Tuesday, April 12, 2016

Swap without temporary space

There is a really bad technical interview question which appears now and then.
It goes like this: “how would you exchange the value of two variables without
using temporary space?” Whenever I hear about this question I cringe. It is one of those questions that does not measure anything other than: have you seen this before? or did you read Hacker's Delight?, which, by the way, I wholeheartedly recommend. And you may be a fine developer and human being and be just unlucky enough to not have seen this trick before.

It gets better, because the question is voided in some programming languages with tuple literals or multiple assignment. For example in go, the solution is trivial,

a, b = b, a

And you are done with it. Even better, the compiler may generate a swap of registers, which is as efficient as it gets.

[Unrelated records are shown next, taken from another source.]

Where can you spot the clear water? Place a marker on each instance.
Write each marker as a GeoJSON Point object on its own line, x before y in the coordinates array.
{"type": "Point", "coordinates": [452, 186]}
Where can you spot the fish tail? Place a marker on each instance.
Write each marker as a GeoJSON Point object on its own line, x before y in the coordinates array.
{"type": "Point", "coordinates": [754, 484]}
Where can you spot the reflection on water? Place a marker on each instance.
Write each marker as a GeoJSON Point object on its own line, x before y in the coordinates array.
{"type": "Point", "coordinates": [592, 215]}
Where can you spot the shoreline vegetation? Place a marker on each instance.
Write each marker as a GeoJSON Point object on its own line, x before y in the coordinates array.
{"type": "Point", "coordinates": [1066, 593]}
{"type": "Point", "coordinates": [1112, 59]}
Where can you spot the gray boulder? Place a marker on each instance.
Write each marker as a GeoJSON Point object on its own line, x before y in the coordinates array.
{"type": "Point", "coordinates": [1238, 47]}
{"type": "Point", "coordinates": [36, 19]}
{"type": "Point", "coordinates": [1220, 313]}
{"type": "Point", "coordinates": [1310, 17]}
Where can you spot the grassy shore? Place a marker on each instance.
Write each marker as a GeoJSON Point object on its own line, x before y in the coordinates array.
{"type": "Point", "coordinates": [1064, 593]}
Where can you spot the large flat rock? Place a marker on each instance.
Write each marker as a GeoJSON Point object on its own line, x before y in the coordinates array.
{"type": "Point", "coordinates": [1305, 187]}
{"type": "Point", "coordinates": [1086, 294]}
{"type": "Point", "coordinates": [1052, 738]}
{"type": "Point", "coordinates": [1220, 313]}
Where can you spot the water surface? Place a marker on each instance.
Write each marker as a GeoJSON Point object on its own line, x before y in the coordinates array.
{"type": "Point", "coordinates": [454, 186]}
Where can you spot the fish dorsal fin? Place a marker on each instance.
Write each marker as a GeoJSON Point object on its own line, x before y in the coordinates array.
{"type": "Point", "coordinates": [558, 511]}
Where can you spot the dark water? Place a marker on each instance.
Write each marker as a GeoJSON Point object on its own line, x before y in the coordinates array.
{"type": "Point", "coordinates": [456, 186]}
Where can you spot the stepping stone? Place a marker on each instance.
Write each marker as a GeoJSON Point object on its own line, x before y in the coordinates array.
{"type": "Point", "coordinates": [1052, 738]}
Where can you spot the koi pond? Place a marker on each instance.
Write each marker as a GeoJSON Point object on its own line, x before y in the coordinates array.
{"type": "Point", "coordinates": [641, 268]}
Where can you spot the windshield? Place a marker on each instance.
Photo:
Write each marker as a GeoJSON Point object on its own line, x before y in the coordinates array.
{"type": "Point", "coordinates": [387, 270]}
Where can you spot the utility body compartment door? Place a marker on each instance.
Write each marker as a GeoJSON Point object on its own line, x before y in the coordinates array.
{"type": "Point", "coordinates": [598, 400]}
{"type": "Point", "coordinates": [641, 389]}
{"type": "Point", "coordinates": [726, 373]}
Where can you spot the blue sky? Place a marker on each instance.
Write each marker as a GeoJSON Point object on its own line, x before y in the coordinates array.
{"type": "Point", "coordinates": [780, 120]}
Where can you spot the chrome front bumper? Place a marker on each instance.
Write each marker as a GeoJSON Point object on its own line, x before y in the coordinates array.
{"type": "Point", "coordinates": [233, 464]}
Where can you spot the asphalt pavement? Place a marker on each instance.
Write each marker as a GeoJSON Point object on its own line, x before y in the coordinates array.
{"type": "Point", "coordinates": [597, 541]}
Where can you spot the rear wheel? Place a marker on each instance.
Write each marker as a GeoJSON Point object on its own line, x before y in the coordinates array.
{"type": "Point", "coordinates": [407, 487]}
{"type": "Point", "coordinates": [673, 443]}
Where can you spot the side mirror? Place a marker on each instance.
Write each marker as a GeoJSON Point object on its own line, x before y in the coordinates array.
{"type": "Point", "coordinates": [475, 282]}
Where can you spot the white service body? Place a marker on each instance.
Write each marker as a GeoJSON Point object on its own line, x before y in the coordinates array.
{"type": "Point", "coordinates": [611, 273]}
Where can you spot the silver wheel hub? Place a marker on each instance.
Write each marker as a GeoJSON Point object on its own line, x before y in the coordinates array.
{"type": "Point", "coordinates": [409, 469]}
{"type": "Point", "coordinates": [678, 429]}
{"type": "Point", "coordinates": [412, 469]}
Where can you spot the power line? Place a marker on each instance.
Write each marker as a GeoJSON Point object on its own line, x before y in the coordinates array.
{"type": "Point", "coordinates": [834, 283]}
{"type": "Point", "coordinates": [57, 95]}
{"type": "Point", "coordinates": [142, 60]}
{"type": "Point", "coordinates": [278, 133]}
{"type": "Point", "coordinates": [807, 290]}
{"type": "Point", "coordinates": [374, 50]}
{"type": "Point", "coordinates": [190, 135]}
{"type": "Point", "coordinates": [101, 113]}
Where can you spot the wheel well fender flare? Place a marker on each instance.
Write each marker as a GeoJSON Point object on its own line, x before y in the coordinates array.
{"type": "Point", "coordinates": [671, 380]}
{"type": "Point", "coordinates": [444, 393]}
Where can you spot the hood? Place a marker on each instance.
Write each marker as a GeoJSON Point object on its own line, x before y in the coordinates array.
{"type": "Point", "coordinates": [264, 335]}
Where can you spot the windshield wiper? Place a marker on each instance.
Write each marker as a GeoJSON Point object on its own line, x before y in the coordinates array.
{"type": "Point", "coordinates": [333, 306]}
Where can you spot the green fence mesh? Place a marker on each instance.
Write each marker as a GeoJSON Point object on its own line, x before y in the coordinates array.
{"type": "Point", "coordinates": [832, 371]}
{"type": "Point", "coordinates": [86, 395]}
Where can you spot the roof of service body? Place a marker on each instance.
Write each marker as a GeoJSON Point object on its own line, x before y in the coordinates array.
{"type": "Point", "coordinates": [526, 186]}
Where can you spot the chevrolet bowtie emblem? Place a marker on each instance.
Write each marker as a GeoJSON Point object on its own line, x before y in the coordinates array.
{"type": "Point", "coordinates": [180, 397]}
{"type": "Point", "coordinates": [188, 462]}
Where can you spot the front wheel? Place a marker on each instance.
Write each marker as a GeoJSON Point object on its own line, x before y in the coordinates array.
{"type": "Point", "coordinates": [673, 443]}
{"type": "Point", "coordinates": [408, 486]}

In any case, I was chatting about this question with a friend and I remembered some  ideas I thought I had read somewhere, maybe in Hacker's Delight, maybe
somewhere else. After checking, apparently, I hadn't read it in any of them, so maybe I have come up with them myself. In any case, the gist of it is, if you are ever asked this question, you can use matrices to go completely overboard with the answer.

So, say you want to swap two variables and you want to do it without temporary storage. One of the classic ways to do this is,

a = a + b
b = a - b
a = a - b

So how can we describe this in terms of matrices?
Well, each of the assignments is actually the multiplication of the vector
$\begin{bmatrix}a\\ b\end{bmatrix}$ by a matrix and as long as the matrix determinant is not zero, you
don't lose any information.

For example, the first assignment may be written in math,

$a' = a + b$
$b' = 0 + b$

or in matrix form:
$$\begin{bmatrix}a'\\ b'\end{bmatrix} = \begin{bmatrix}1 & 1\\0 & 1\end{bmatrix}\begin{bmatrix}a\\ b\end{bmatrix}$$

So, the three matrices describing the previous assignments are,

$$M = \begin{bmatrix}1 & 1\\0 & 1\end{bmatrix}$$
$$N = \begin{bmatrix}1 & 0\\1 & -1\end{bmatrix}$$
$$R = \begin{bmatrix}1 & -1\\0 & 1\end{bmatrix}$$
The multiplication of these matrices (be careful, the order has to be right)
$$RNM = \begin{bmatrix}1 & -1\\0 & 1\end{bmatrix}\begin{bmatrix}1 & 0\\1 & -1\end{bmatrix}\begin{bmatrix}1 & 1\\0 & 1\end{bmatrix} = \begin{bmatrix}0 & 1\\1 & 0\end{bmatrix}$$

which is a reverse identity i.e. a swap.

This already works (even if it overflows). In all truth any N factors of the
reverse identity do the trick. You may even rescale them, for example, multiply the first by 2 and the second by 1/2, if you are in floating point, for more obscurity. Or use reciprocals for integers (another trick from Hacker's Delight).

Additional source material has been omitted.